Is it possible to find the maximum of $r\ln\left(\ln\left(1+\frac{1}{r}\right)\right)$ for $r\in(0,1)$?

Question

I was working on Chapter 5, Problem 14 of Evan's Partial Differential Equations 2nd ed and to prove integrability of $\ln \left (\ln \left (1+\dfrac{1}{|x|}\right )\right )$ on the unit $n$-ball, where $n>1$, I used the fact that$$f_n(r):=\begin{cases}r^{n-1}\ln \left (\ln \left (1+\dfrac{1}{r}\right )\right ) & \text{if} & r>0\\ 0 & \text{if} & r=0\end{cases}$$is continuous and thus bounded on $[0,1].$ While this is sufficient, I am curious to know if there is a way to find the maximal value of $f_2.$ I tried setting the derivative equal to $0$ but that does not seem solvable.

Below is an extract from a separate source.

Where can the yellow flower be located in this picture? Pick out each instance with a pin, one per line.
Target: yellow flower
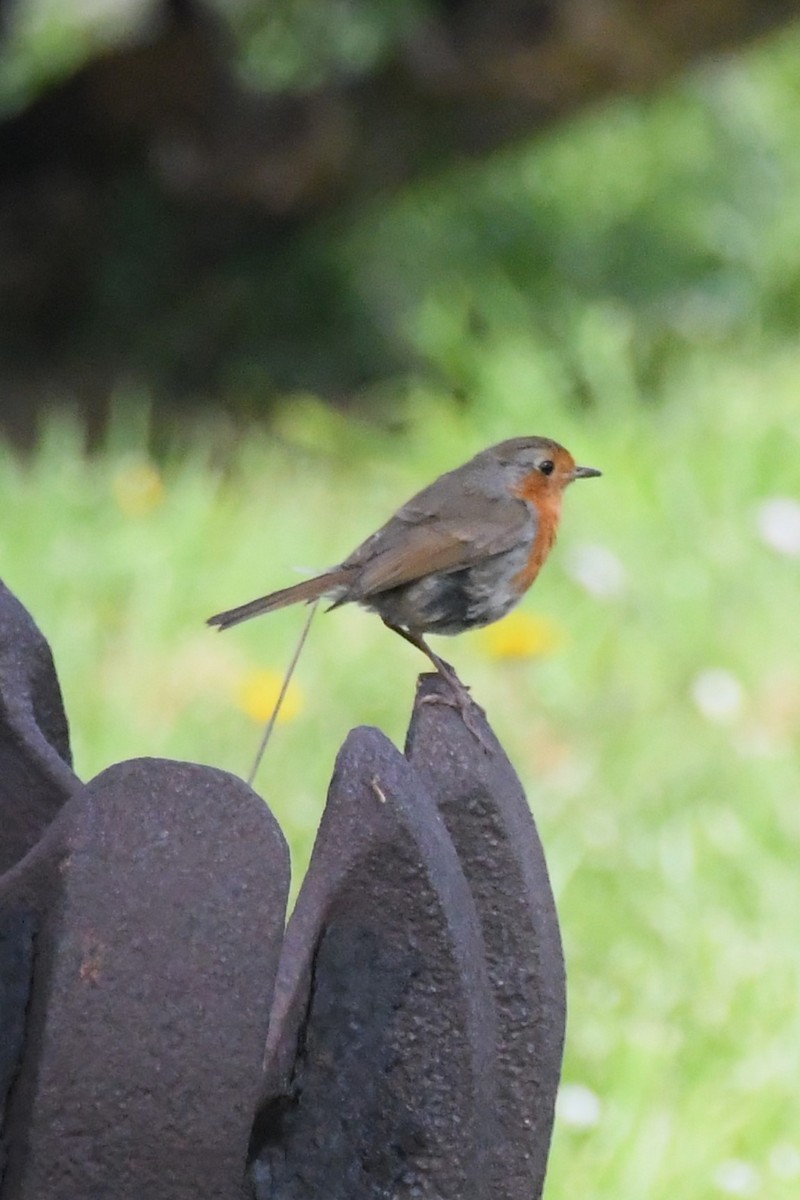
(258, 694)
(522, 635)
(138, 489)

Note that $|f_n|\leq |f_2|\leq |\ln (\ln (2))|$ which follows from the fact that the maximum of $f_2$ is less than $|\ln (\ln (2))|.$

Answer 1

Maximum clearly exists and is unique in the range $(0,1)$. You could find it by setting derivative to $0$. But I (and wolfram) cannot find a exact form for it. The equation for the maximizer $r^*$ is $$ \ln (\ln(1+1/r))=\frac{1}{(1+r)\ln(1+1/r)} $$ which could be "simplified" if you substitute $t=\ln(1+1/r)$, to $$ t\ln t = 1-e^{-t} $$ Which I don't think have a closed-form solution

Answer 2

As @Binxu Wang 王彬旭 answered, there is no hope to find an explicit expression for the zero of function $$g(t)=t \log(t)+ e^{-t}-1$$ For sure, numerical methods would not have any problem.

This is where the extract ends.